# ydata-quality
> The *ydata_quality* package aims to be for Data Quality what *sklearn* is for machine learning, *matplotlib* for visualization or *pandas* for data manipulation.

The `ydata_quality` package aims to be the the go-to package for assessing Data Quality throughout the multiple stages of a data pipeline development. Once you have a dataset available, running `DataQuality(df=my_df).report()` provides a comprehensive overview of the details and intricacies of the data, through the perspective of the multiple modules available in the package.

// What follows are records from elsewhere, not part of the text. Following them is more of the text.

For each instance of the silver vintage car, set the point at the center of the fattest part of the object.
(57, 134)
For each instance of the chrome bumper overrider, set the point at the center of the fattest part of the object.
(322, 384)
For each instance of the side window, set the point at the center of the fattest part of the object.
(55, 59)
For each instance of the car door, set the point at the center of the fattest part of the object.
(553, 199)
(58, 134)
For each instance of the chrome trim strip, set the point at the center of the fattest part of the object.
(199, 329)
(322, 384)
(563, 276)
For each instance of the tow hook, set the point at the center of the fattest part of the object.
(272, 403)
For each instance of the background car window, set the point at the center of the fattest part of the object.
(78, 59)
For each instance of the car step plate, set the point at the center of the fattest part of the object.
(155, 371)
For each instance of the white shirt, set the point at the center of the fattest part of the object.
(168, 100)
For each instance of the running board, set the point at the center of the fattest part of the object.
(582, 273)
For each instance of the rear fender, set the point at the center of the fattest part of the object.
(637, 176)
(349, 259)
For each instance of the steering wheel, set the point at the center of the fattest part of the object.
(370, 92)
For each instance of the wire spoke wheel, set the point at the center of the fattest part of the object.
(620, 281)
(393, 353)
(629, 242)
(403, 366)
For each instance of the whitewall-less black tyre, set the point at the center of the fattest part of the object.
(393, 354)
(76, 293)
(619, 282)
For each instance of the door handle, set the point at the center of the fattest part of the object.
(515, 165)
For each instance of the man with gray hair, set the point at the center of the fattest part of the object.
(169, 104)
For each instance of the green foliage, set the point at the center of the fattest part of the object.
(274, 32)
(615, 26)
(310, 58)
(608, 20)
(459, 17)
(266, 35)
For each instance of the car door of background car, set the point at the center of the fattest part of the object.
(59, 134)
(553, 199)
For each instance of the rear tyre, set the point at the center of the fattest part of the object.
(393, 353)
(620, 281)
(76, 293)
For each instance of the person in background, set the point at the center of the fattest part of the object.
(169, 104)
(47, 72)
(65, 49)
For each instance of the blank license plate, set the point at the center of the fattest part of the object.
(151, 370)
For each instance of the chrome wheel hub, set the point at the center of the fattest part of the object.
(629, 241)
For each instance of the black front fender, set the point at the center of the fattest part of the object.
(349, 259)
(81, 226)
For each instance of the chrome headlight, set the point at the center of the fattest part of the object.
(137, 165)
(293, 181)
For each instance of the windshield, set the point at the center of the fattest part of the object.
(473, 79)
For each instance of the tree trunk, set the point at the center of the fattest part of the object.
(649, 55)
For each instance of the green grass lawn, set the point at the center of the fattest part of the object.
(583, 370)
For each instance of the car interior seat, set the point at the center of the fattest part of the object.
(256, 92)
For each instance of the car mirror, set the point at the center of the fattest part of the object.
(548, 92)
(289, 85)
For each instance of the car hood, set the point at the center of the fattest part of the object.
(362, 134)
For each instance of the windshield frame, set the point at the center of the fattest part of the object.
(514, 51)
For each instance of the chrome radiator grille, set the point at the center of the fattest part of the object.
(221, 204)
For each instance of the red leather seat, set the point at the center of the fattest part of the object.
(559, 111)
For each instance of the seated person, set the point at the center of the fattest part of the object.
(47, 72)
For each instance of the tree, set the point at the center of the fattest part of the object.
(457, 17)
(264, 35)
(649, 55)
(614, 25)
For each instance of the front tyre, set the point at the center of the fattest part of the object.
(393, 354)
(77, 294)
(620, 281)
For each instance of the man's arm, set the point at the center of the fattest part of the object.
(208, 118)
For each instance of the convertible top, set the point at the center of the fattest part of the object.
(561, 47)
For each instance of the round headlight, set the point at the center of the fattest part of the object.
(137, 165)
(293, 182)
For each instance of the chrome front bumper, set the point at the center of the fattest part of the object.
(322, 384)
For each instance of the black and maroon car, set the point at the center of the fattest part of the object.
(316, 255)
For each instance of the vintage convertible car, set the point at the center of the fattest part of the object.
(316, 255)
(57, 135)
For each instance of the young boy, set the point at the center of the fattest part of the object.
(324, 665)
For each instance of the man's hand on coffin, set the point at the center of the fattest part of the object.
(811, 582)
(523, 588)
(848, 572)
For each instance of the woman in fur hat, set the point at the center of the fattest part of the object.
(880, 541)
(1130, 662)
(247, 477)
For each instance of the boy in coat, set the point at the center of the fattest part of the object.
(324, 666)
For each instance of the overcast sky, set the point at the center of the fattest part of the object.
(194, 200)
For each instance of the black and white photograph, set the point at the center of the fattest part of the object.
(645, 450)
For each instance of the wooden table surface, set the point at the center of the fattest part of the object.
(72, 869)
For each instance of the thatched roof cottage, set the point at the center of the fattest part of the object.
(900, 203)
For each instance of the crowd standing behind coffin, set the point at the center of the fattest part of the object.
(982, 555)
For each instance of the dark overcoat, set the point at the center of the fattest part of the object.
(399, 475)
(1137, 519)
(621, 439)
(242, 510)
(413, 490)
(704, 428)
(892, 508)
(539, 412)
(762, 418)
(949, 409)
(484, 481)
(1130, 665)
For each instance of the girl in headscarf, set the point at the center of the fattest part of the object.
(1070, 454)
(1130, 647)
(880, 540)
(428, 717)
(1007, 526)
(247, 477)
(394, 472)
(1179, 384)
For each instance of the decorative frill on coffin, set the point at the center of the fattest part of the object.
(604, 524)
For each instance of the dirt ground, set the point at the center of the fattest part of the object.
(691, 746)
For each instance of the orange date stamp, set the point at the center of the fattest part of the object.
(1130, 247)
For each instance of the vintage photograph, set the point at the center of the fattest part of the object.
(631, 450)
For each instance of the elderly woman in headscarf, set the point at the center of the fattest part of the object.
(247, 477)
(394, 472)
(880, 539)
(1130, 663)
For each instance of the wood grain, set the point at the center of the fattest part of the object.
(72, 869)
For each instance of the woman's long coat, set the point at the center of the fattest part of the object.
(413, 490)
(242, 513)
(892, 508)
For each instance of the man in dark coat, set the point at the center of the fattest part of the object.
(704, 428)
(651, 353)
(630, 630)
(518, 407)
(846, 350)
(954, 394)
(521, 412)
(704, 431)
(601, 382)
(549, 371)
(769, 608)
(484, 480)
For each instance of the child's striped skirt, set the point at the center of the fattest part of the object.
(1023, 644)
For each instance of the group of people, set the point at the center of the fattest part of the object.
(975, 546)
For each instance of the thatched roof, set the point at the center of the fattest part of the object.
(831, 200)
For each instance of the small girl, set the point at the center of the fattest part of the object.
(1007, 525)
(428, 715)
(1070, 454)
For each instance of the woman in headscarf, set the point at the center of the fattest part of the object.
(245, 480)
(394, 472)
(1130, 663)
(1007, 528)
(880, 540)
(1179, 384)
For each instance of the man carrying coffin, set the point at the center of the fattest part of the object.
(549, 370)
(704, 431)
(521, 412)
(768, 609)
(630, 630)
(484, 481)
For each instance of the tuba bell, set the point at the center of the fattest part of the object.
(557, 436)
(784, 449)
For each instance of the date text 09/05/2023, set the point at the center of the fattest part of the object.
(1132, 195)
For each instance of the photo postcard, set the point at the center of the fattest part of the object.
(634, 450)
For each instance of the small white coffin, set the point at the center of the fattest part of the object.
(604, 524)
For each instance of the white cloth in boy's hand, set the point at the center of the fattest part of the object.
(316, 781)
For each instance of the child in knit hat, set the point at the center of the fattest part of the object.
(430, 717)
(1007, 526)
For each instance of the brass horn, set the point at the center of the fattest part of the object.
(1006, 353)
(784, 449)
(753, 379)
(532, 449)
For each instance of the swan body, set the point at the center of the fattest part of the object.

For this tutorial, we will 1. load a dataset; 2. analyze its quality issues; 3. apply strategies to mitigate them and 4. check the new quality analysis on the post-processed (cleaned) data.

## Quick Start
Load a DataFrame and evaluate your data using `DataQuality`.
For more advanced analysis, we can provide additional arguments but we will get there in a minute.

In [29]:
%%capture
from ydata_quality import DataQuality
import pandas as pd

df = pd.read_csv(f'../datasets/transformed/census_10k_v3.csv') # load data
dq = DataQuality(df=df) # create the main class that holds all quality modules
results = dq.evaluate() # run the tests

In [30]:
dq.report() # Output a report of the quality issues found by the engines

	[DUPLICATE COLUMNS] Found 1 columns with exactly the same feature values as other columns. (Priority 1: heavy impact expected)
	[PREDEFINED VALUED MISSING VALUES] Found 1960 vmvs in the dataset. (Priority 2: usage allowed, limited human intelligibility)
	[FLATLINES] Found 4627 flatline events with a minimun length of 5 among the columns {'relationship', 'workclass2', 'workclass', 'marital-status', 'capital-gain', 'capital-loss', 'sex', 'education-num', 'income', 'education', 'native-country', 'occupation', 'hours-per-week', 'race'}. (Priority 2: usage allowed, limited human intelligibility)
	[EXACT DUPLICATES] Found 3 instances with exact duplicate feature values. (Priority 2: usage allowed, limited human intelligibility)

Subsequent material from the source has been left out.